Candace writes to me from Tbilisi, Georgia, and passes along this press release from the United States Department of Justice, advising that three Guantanamo detainees have been released to the Republic of Georgia, pursuant to agreement between the United States and Georgian governments.
Candace has asked me to tell you that one of those released is none other than her client, Abdul Hamid al-Ghizzawi.
From time to time, I have let you in on Mr. Al-Ghizzawi’s saga. He is a Libyan national almost exactly my age, who was just trying to live a quiet life as a baker in Afghanistan with his wife and young daughter, who found himself handed over to the Northern Alliance for a bounty along with every other nearby Arab shortly after the United States began bombing his adopted country in 2001. He was then handed off to the American forces who did with him what they did to every other Arab handed over to them in Afghanistan: transferred him to Guantanamo without a second thought… no reason, just policy. And indeed, the world forgot about him for years, until the Supreme Court’s 2004 Rasul decision suddenly required “a legal process” for determining if men at Guantanamo were properly held. And the legal process– called a “combatant status review tribunal,” or “CSRT” which included a courageous officer named Lt. Col. Stephen Abraham (interviewed by me here) determined, unsurprisingly, that Al-Ghizzawi had no connection to terrorism and hence, was “not an unlawful enemy combatant.” Notwithstanding this, the Defense Department decided to call a “do-over,” and a second panel, on identical “evidence,” concluded that Al-Ghizzawi was an “EC” after all. Col. Abraham went on to blow the whistle on the flaws in the CSRT process, which is widely credited with convincing the Supreme Court to grant the almost never granted: a motion to reargue in the Boumediene case.

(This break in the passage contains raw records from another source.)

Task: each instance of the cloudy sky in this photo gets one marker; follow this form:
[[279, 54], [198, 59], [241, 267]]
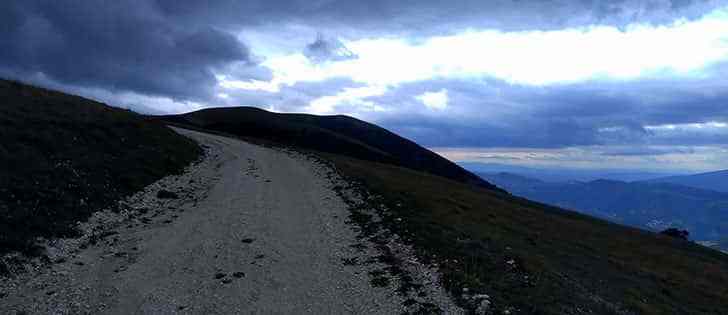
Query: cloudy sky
[[554, 83]]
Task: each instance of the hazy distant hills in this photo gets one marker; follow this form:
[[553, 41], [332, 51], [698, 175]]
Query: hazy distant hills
[[713, 180], [566, 174], [649, 205]]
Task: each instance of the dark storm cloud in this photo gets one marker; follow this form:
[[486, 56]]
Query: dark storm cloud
[[115, 45], [173, 48], [496, 114]]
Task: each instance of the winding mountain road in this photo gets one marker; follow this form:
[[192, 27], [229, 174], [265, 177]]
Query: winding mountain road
[[260, 231]]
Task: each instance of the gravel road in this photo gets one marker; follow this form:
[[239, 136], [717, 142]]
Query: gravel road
[[253, 230]]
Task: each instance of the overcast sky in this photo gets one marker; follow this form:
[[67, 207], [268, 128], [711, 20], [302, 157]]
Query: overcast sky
[[568, 83]]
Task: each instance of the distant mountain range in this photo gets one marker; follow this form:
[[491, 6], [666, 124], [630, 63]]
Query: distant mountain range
[[717, 181], [566, 174], [653, 205]]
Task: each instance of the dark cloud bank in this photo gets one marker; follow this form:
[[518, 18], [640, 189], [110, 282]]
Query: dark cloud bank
[[174, 49]]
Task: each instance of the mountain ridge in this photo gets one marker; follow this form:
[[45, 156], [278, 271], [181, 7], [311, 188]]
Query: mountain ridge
[[335, 133]]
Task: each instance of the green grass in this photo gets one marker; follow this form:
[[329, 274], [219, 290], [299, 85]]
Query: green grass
[[527, 256], [62, 157], [561, 261]]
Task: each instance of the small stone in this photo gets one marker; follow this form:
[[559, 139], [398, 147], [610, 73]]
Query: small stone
[[483, 307], [166, 194]]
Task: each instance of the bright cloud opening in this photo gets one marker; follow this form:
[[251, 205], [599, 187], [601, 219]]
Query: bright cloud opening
[[434, 100], [683, 48]]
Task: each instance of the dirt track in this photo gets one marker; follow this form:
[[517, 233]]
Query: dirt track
[[256, 230]]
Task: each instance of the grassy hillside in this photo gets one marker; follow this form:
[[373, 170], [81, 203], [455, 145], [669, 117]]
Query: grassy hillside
[[647, 205], [541, 259], [62, 157], [335, 134], [530, 258]]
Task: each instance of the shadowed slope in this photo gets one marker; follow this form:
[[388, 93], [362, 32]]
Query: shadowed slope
[[334, 134], [63, 157], [528, 257]]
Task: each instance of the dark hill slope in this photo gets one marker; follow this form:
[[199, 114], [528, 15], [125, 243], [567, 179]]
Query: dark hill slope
[[334, 134], [62, 157], [529, 258]]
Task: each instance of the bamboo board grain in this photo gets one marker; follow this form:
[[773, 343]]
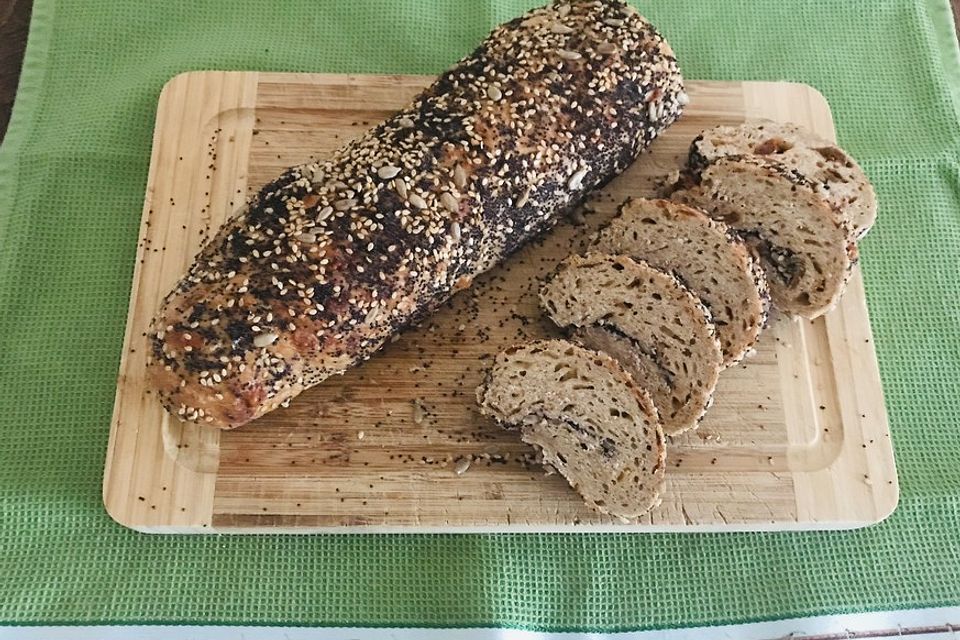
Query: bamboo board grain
[[798, 437]]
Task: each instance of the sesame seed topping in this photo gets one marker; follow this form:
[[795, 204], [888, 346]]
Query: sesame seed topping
[[385, 227], [576, 180], [388, 172], [265, 340], [400, 187], [417, 201], [450, 202]]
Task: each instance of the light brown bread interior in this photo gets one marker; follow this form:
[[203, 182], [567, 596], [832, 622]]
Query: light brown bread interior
[[649, 322], [712, 262], [588, 419], [832, 171], [804, 250]]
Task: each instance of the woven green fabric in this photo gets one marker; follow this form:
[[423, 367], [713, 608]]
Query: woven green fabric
[[72, 174]]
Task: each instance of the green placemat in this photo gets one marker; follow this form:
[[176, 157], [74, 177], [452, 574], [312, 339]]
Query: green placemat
[[72, 174]]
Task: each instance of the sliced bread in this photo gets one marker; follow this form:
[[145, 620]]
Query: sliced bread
[[589, 420], [805, 251], [648, 321], [831, 170], [703, 253]]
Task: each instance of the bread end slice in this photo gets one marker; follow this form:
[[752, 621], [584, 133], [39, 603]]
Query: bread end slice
[[587, 417]]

In the meantime, Al-Ghizzawi languished at Guantanamo, and languished… as he has for the last eight years. And while he languished, his health deteriorated– he suffered tuberculosis and liver disease, and at one point, was told by the military that he had AIDS… and then, when Candace brought a motion to demand access to his medical records… he was promptly told that he didn’t have AIDS after all. His eyesight has deteriorated. We won’t even talk about the mental state of a man cut off from his family–indeed, from all humanity as most of his confinement was in solitary confinement, in the company only of guards and interrogators.
Shortly after the Rasul case, when the Center for Constitutional Rights was arranging to obtain pro bono counsel for the detainees, Candace, a civil rights practitioner in Chicago, answered the call, and was eventually assigned the representation of two men at Guantanamo. Candace has been characterized as “the feistiest” of Guantanamo habeas lawyers, and I can tell you that her tireless has representation has gotten the Government’s attention. From time to time, after my interview with her in 2007, Candace asked me for my suggestions to her publicly filed legal papers… so let’s just say that, at this point, Al-Ghizzawi’s cause is near and dear to my heart.

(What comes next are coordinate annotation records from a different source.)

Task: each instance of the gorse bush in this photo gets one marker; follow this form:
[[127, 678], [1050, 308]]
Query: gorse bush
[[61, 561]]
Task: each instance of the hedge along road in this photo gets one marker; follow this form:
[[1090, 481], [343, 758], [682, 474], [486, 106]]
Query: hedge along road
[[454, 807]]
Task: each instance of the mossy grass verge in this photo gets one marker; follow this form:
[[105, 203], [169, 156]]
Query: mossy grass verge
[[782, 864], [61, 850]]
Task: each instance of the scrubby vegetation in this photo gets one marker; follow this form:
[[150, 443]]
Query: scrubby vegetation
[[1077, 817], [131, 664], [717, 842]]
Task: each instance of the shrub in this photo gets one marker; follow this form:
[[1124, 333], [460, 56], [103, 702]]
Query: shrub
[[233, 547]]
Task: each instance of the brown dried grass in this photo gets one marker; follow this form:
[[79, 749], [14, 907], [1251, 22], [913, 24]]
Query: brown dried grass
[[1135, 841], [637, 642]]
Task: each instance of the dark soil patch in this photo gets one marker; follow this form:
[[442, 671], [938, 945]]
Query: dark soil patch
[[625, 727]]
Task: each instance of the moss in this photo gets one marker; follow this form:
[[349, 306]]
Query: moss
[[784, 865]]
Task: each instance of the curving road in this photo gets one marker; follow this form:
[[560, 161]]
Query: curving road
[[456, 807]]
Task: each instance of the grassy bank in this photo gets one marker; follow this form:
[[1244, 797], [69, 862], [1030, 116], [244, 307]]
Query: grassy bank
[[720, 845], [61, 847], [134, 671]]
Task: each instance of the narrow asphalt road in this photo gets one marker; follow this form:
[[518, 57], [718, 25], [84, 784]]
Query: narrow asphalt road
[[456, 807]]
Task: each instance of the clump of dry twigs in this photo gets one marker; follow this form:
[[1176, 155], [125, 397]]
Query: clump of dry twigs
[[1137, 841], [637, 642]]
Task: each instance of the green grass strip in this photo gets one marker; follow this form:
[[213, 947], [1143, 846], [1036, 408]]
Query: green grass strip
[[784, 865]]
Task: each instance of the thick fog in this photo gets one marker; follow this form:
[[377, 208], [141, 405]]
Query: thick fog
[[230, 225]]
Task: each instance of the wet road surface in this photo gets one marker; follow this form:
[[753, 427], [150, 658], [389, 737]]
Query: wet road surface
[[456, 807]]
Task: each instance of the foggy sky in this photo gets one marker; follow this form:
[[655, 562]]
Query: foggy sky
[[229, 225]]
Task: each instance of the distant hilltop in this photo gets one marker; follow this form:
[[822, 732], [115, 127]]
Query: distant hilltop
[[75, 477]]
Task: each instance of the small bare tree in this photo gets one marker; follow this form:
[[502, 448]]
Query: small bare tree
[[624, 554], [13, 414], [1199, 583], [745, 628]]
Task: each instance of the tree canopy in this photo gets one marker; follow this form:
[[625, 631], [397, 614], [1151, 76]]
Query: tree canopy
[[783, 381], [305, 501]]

While many will celebrate the passage of a dubious “health care reform” package, I will celebrate this long overdue event… it only took over eight years, and brilliant and tenacious legal work by Candace, but this day has finally come for Mr. Al-Ghizzawi. Free at last! Free at last! Thank God Almighty, we are free at last! Allah be praised, and Godspeed to Mr. Al-Ghizzawi.

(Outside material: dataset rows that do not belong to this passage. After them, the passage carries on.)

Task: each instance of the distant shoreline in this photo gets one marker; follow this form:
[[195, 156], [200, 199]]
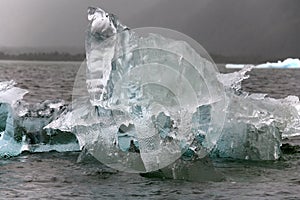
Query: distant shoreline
[[53, 56], [57, 56]]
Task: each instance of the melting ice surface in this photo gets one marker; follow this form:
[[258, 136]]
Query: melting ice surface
[[150, 101], [21, 124], [289, 63]]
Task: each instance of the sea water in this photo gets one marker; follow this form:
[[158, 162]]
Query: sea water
[[59, 176]]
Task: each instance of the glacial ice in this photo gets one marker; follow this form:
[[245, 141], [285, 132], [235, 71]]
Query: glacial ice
[[289, 63], [150, 99], [21, 124], [127, 125]]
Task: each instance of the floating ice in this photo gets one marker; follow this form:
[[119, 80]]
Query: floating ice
[[289, 63], [128, 123], [147, 100], [21, 124]]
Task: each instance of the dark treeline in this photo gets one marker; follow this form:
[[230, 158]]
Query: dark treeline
[[52, 56], [57, 56]]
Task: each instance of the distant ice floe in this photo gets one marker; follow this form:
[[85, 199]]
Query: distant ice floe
[[289, 63]]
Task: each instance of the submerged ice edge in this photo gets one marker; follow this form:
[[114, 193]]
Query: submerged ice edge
[[254, 124], [253, 130], [21, 124], [289, 63], [240, 128]]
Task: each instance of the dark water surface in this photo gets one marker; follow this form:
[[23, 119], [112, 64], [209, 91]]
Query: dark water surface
[[58, 175]]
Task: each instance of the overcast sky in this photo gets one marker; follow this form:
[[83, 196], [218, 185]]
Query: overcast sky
[[228, 27]]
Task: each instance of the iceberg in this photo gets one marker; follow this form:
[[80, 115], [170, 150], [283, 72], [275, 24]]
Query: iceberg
[[21, 124], [152, 99], [289, 63], [149, 99]]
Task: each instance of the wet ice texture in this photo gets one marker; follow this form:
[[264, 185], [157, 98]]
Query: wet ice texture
[[127, 122], [144, 93], [21, 124], [119, 61]]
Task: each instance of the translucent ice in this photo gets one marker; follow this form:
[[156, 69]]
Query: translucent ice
[[152, 98], [21, 124]]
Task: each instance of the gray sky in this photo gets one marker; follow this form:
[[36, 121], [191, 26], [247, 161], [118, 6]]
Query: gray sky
[[228, 27]]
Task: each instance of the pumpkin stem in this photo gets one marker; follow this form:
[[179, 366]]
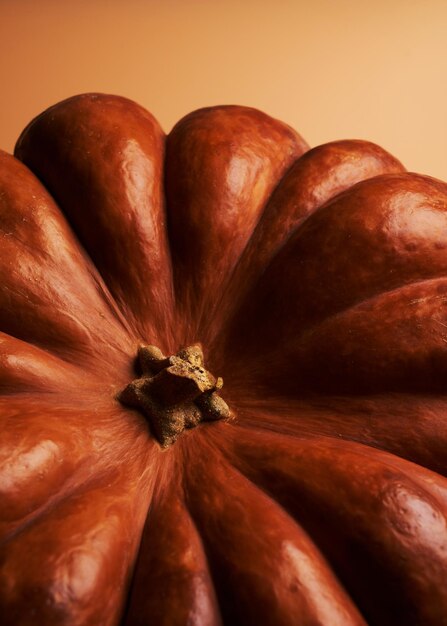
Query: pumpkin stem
[[174, 392]]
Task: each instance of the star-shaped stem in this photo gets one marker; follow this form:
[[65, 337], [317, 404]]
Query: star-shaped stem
[[174, 392]]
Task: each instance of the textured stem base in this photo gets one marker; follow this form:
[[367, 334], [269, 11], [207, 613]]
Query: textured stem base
[[174, 392]]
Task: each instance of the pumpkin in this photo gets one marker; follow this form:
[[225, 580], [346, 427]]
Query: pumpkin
[[137, 276]]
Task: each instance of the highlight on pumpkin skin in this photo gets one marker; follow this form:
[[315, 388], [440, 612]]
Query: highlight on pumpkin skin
[[101, 157], [382, 234], [265, 568], [222, 164], [314, 178], [389, 515], [174, 393], [247, 521], [182, 571]]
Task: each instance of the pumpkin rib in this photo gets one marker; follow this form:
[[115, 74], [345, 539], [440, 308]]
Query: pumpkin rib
[[341, 354], [408, 426], [50, 295], [172, 558], [84, 547], [221, 165], [265, 567], [110, 152], [54, 464], [379, 234], [404, 511], [314, 179]]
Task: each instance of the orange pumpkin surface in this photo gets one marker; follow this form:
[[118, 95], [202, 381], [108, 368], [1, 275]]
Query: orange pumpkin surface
[[315, 281]]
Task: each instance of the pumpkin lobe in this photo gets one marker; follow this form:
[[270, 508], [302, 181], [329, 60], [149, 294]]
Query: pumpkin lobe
[[175, 392]]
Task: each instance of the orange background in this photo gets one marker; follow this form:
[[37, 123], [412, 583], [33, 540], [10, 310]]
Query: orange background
[[332, 69]]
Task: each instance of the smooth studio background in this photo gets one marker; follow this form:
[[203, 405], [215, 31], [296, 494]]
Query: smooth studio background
[[332, 69]]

You’ll excuse me, while I go cry now.
Truth prevails
Truth may prevail, but not justice … to take Mr. al-Ghizzawi and place him in a country where he has no ties, family or support system and can never leave Russia, is another example of punishing the innocent. I am glad he is free of the gulag and wish that he will soon be re-united with his family. Candace has done yeoman’s work on his behalf.